Review History


To increase transparency, PeerJ operates a system of 'optional signed reviews and history'. This takes two forms: (1) peer reviewers are encouraged, but not required, to provide their names (if they do so, then their profile page records the articles they have reviewed), and (2) authors are given the option of reproducing their entire peer review history alongside their published article (in which case the complete peer review process is provided, including revisions, rebuttal letters and editor decision letters).

New to public reviews? Learn more about optional signed reviews and how to write a better rebuttal letter.

Summary

  • The initial submission of this article was received on March 31st, 2014 and was peer-reviewed by 2 reviewers and the Academic Editor.
  • The Academic Editor made their initial decision on April 21st, 2014.
  • The first revision was submitted on June 9th, 2014 and was reviewed by the Academic Editor.
  • The article was Accepted by the Academic Editor on June 9th, 2014.

Version 0.2 (accepted)

· · Academic Editor

Accept

I would like to thank you very much for the efforts you made to carefully address the reviewers' comments.
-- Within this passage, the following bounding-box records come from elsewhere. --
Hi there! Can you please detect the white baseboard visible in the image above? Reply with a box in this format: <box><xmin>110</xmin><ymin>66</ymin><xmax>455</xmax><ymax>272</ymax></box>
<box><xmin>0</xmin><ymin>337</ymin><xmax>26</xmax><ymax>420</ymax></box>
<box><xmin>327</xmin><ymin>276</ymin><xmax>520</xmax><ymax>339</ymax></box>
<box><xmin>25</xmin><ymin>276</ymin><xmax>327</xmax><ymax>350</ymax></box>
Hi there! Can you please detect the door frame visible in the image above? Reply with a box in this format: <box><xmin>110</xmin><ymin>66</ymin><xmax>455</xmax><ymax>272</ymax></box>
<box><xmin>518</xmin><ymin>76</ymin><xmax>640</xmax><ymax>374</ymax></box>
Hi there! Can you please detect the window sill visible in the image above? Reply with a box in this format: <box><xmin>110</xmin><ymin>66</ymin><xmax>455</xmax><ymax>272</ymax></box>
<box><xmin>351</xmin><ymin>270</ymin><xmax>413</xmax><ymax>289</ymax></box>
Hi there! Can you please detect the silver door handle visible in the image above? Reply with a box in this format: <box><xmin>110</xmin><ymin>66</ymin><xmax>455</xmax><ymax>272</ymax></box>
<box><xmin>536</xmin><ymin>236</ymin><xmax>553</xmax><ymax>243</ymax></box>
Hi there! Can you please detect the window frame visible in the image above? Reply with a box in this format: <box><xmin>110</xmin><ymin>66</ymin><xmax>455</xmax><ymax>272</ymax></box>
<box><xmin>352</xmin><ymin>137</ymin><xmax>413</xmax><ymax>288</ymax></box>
Version 0.1 (original submission)

· · Academic Editor

Minor Revisions

Please address minor points raised by the reviewer #1.

Reviewer 1 ·

Basic reporting

In Fig.2, label A is missing. The samples used in Fig.2A and Fig.2B should be consistent. And the orientations of the labels for x axes in Fig.2B and Fig.2D are better to be the same.

Experimental design

No comments.

Validity of the findings

In line 437, the authors found “shNRP-1 interacts with heparin much more weakly
than Fc NRP1 (this work) or the b1-b2 domains in isolation.” The authors should state how similar the shNRP-1 is to rNRP-1, so that the property of the human truncated variant shNRP-1 differs from that of Rat fusion Fc- rNRP-1 is mainly because of the conformation or integrity of the proteins, not because of the difference of the protein sequences.

Comments for the author

It is very interesting result that the authors identified heparin binding sites of NRP-1 by selective labelling of lysines protected upon heparin binding. As the authors have mentioned, it would need further confirmation of the binding sites. Mutations of the proposed binding sites or truncation of MAM type c domain may verify the authors’ speculations in the future. And it would be nice if the authors could show the conserved protein sequence of the mapped heparin binding sites across the species.

Reviewer 2 ·

Basic reporting

No comment

Experimental design

No comment

Validity of the findings

No comment

Comments for the author

Understanding the molecular basis for Nrp’s specific binding to multiple heparin binding sites will allow us to engineer Nrp modulators that can be designed with specificity for a particular ligand. The observations made in this paper advance the search for more selective inhibitors/activators of Nrp signaling.

All text and materials provided via this peer-review history page are made available under a Creative Commons Attribution License, which permits unrestricted use, distribution, and reproduction in any medium, provided the original author and source are credited.